By Kent Gray

Triplicate staff writer

Lake Earl was breached Saturday morning, one day after Del Norte County received the necessary permits.

Del Norte County Supervisor Clyde Eller, who represents the Lake Earl area, said the county roads department used a D8-Caterpillar to break through a sandbar and allow the lake to drain into the ocean.

The first permit from the Army Corps of Engineers was received Friday, which prompted permits from the Department of Fish and Game and the California Coastal Commission to be issued.

The one-time breaching permit is a short-term fix for what Eller said demands a more comprehensive solution.

Weve been seeking a 2-year permit but the National Marine Fisheries Service objected to it, Eller said yesterday. The county will be in continued contact with the Corps of Engineers to see what the status is over the 2-year permit.

Eller said there currently is no set lake level when breaching is sought by the county. Last year the county declared an emergency when the lake approached 10 feet. By Saturday, the level was approximately 10.2 feet.

Arguments from adjacent landowners and ranchers who tend to want low lake levels, and environmentalists and state agencies, have ranged from five- to eight-foot levels.
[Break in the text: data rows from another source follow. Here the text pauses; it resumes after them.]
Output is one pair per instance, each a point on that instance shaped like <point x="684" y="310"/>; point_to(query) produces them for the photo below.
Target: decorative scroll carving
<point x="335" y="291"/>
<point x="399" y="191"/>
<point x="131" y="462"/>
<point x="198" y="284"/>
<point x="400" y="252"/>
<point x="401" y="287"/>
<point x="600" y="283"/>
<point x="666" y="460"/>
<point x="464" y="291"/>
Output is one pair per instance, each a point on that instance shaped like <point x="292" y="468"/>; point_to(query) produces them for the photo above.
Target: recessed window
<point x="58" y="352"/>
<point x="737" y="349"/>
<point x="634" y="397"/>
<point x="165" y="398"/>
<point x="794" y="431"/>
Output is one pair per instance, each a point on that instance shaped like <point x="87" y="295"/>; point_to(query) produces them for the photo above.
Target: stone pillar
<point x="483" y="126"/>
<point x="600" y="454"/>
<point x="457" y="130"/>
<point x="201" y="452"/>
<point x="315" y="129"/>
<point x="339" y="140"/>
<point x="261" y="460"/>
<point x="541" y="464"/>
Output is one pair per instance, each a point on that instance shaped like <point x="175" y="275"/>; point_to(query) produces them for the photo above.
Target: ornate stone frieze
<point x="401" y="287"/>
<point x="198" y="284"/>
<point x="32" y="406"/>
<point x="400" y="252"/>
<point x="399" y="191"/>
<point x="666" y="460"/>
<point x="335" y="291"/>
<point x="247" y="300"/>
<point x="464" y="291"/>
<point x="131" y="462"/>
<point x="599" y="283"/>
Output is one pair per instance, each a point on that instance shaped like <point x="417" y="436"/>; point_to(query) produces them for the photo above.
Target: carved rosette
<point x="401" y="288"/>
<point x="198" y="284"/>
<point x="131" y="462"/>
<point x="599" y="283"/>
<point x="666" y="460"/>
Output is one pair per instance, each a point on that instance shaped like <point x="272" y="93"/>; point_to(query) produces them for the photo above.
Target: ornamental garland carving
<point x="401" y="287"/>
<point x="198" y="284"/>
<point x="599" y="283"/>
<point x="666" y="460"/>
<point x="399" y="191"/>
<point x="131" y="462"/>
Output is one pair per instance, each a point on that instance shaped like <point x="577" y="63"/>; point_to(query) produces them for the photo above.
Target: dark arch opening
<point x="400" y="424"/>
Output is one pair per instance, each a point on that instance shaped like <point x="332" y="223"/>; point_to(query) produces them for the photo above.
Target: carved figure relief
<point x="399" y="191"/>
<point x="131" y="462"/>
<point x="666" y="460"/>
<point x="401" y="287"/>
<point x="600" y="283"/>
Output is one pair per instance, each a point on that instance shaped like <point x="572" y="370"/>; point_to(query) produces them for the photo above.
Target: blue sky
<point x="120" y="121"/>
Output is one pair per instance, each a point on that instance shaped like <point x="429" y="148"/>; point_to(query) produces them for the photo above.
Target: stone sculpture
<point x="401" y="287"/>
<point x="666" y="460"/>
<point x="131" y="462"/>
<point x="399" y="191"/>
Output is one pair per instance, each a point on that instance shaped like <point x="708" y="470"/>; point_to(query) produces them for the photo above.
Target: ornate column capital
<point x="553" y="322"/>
The lake, which is classified as a wetland lagoon, is known to breach on its own when left to nature, but this is not a common-enough occurrence for nearby landowners when their properties begin to flood.

I have never known, in the last 20 years, that the lake breached naturally unless it was previously breached by man earlier in the year, Eller said. Im sure it has breached naturally at some time in history that I am not aware of.